The handler for the media shortcode does A LOT. For each shortcode, we need to request an asset from a web service over HTTP or read it from the cache. We need to read a row in the database to get the id to pass to the web service. We need to read site-specific metadata to get the translations for certain fields that will override the fields returned from the web service.
To review, for each item [media id="8675309"]
:
1. Go to the database, get the nyt_media
row by primary key (8675309)
2. Request the asset from a web service, using the asset_id
returned by the row
3. Get the metadata from nyt_2_mediameta
by nyt_media_id
(8675309)
4. Don’t actually make network requests in the shortcode handler itself
5. Read all of these values from primed caches
Shortcodes get parsed when 'the_content'
filters runs. To short circuit that, we hook into 'template_redirect'
, which happens before rendering. We match all of the shortcodes in the content for every post in the request – this is more than just the main loop, this could also be Related Content modules and the like. We build a list of all of the unique IDs that will need data.

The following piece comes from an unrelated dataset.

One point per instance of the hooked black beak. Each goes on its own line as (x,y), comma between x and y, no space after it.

Once we have all of the IDs, we look in the cache for existing entries. If we parsed 85 IDs, and 50 are already in the cache, we will only request the missing 35 items. It is absolutely crucial for the HTTP portion that we generate a batch query and that no single requests leak out. We are not going to make requests serially (one at a time), our server would explode and time out. Because we are doing such amazing work so far, and we are so smart about HTTP, we should be fine, right?
Let us open our hymnals to my tweet-storm from Friday:
1) spent a full day optimizing retrieval of data from the database over the lifecycle of a request – priming the cache to avoid row lookups
— Scott Taylor ⛵️ (@wonderboymusic) March 24, 2017
I assumed all primary key lookups would be fast and free. Not so.

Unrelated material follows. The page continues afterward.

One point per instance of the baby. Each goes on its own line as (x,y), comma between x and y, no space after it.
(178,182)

Let’s look at these lines:
// ids might be a huge array $assets = array_reduce( $ids, function ( $carry, $id ) use ( $repo ) { // all items will not be read from the cache // we did not prime the cache yet $asset = $repo->find( $id ); if ( $asset ) { $carry[] = $asset; } return $carry; }, [] ); // later on in the request // we request the bylines (authors) for all of the above posts
A ton of posts, each post has several media assets. We also store bylines in a separate table. Each post was individually querying for its bylines. The cache was not primed.
When the cache is primed, this request has a chance of being fast-ish, but we are still hitting Memcached a million times (I haven’t gotten around to the batch-requesting cache lookups).
The Solution
Thank you, Doctrine. Once I realized all of the cache misses stampeding my way, I added calls to prime both caches.
// media assets (shortcodes) // many many single lookups reduced to one $repo->findBy( [ 'id' => $ids ] );
Remember, WP_Query
always makes an expensive query. Doctrine has a query cache, so this call might result in zero database queries. When it does make a query, it will prime the cache in a normalized fashion that all queries can share. Winning.
For all of those bylines, generating queries in Doctrine remains simple. Once I had a list of master IDs:
// eager load bylines for all related posts (there were many of these) $app['bylines.repo.post_byline']->findBy( [ 'postId' => array_unique( $ids ), 'blogId' => $app['blog_id'], ] );
Conclusion
Performance is hard. Along the way last week, I realized the the default Docker image for PHP-FPM does not enable the opcache by default for PHP 7. Without it being on, wp-settings.php
can take more than 1 second to load. I turned on the opcache. I will prime my caches from now on. I will not take primary key lookups for granted. I will consistently profile my app. I will use power tools when necessary. I will continue to look outside of the box and at the PHP universe as a whole.
Final note: I don’t even work on PHP that much these days. I have been full throttle Node / React / Relay since the end of last year. All of these same concepts apply to the Node universe. Your network will strangle you. Your code cannot overcome serial network requests. Your cache must be smart. We are humans, and this is harder than it looks.